Look for a clinical definition of marketing and you’ll find far more than you need. It’s quite simple, really. Marketing is getting your target consumers to buy your products, not the goods and services of others.
In the battle to win the hearts and wallets of your primary consumers, you need your army, your navy and your air force.
First Threat: Be Specific
Give clear and precise orders to your target audience. Announcing your phone number and assuming someone will call is weak. Tell them to call the number. Increase target penetration by repeating why they must call the number. “Call 555-123-4567 now for a free report on improving your life.”
Second Threat: Be Uniform
Keep your orders consistent. Every time your target sees, hears and reads your marketing, they must develop one overwhelming concept of your purpose. Every unit of your marketing material needs to have corresponding image and sound that deliver the same strike again and again.
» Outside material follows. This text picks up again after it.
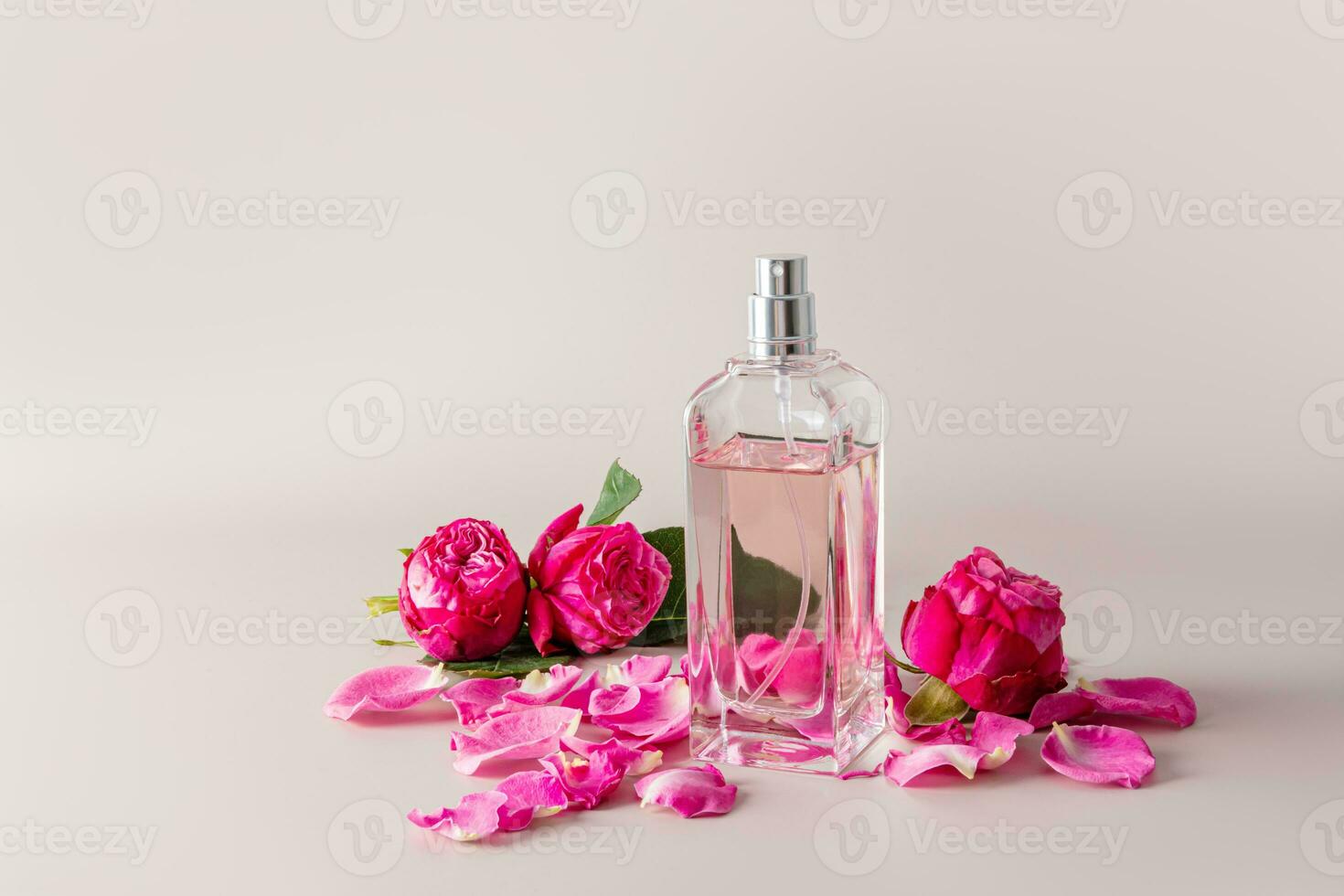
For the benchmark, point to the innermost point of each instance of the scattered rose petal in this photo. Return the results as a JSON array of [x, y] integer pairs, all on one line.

Your unique logo (not something your client has already seen on their own cookie-cutter website or business card) and distinctive slogan needs to be on everything you use:
- Business Cards
- Direct Mail
- Email Signature
Third Threat: Keep It Coming
Once you start launching your marketing messages, keep the pressure on with repeated and continuous strikes. Drive the point home like a nail, and keep the lid nailed down. Never allow a potential customer to think you were a one-hit-wonder because they saw you once and not again, or that you have met an untimely end because of a perceived silence after a long campaign. You do not go into the battlefield of getting the attention of customers to lose, and you only win when you play for keeps. You must outlast your targets’ reluctance to change and spend, and you must keep the noises made by competitors from catching your customers’ attention. Hit them from the airwaves by television and radio. Hit them from the ground with print assaults on the Internet and in newspapers and magazines. Leave them no avenue of escape in billboards or their mailboxes.
Message Clearly Defined? Check.
Message Stays Uniform and Unconfused? Check.
Message Striking on All Front and At All Hours? Check.